The Last Judgement by Michelangelo Buonarroti

Michelangelo Buonarroti

The Last Judgement, 1536–41, Fresco, 13.7 m x 12 m, Sistine Chapel, Vatican City, Vatican Museums and Galleries, Vatican City / Artothek / Bridgeman Images

Close Close
Zoom in Zoom in
Zoom out Zoom out

Apollo Be My Judge

Individual Commentary
Commentary by
Judith Wolfe

Michelangelo’s Last Judgement takes place in a painted sky covering the altar wall of the Sistine chapel. Unlike the ceiling, which arguably occupies its own artistic world, the Last Judgement irrupts into the world of the worshippers, and concentrates their lives in a moment of decision. The onlookers are guided by the saints—St Lawrence, St Bartholomew, St Catherine—who, fixing their gaze on Christ, present the instruments of their martyrdom as tokens of their choice. It is their resolution, not Christ’s, which appears to be the site of decision-making in this judgement.
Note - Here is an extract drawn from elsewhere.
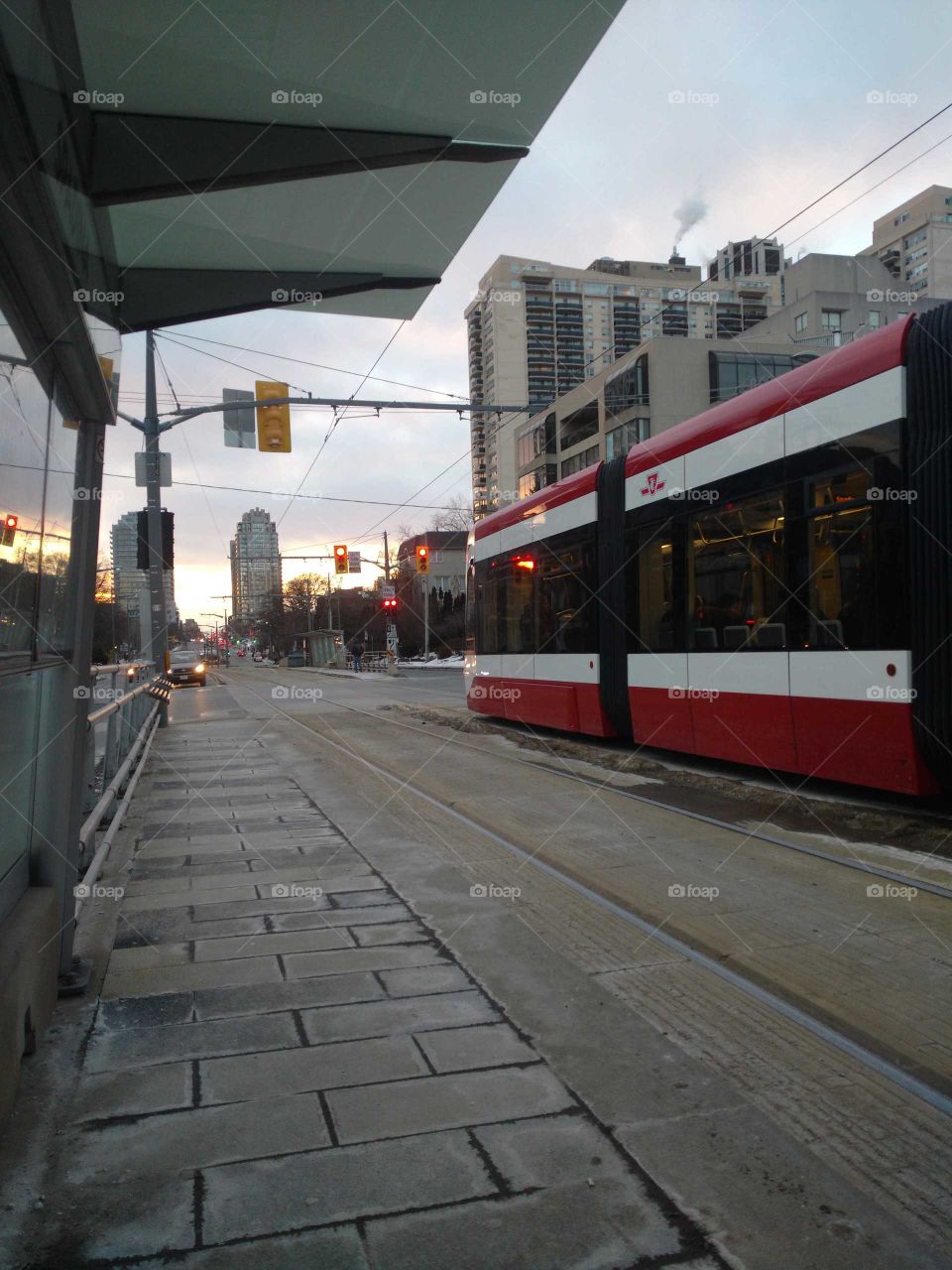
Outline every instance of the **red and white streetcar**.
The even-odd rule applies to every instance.
[[[952,787],[952,305],[476,526],[471,710]]]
Christ, though clearly the centre of the fresco, is more gazed upon than gazing. He is not serene on his throne delivering judgement, but contorted and agitated, his arms raised in an ambiguous gesture that may either summon or repel, as it directs upwards and thrusts downwards. His mother huddles against him as she draws her veil around her face while crossing her arms over her chest—perhaps in prayer.

The worshippers are cast into the middle of this drama. The sky—this-worldly and full of clouds—seems to rise above the altar. The figures are so hyper-corporeal that the weight of the saved must be dragged upward and the angels are without wings. And although Christ is framed by an Apollonian sun, the figures are illusionistically illuminated from the left, that is, the northern side of the church, prompting us to ask: where will light come from at the sunset of our world?

The text of Revelation 20 describes a vision of the end of the world. Here, the artist has torn down the boundaries between that final judgement and the worshippers’ own time, and brought them face to face with Christ, their response to whom determines salvation or damnation. Here in this chapel, they are called to decision so that, unlike the damned in the fresco, they will not, at the end of time, have to confront the horror of having made their choice without realizing it.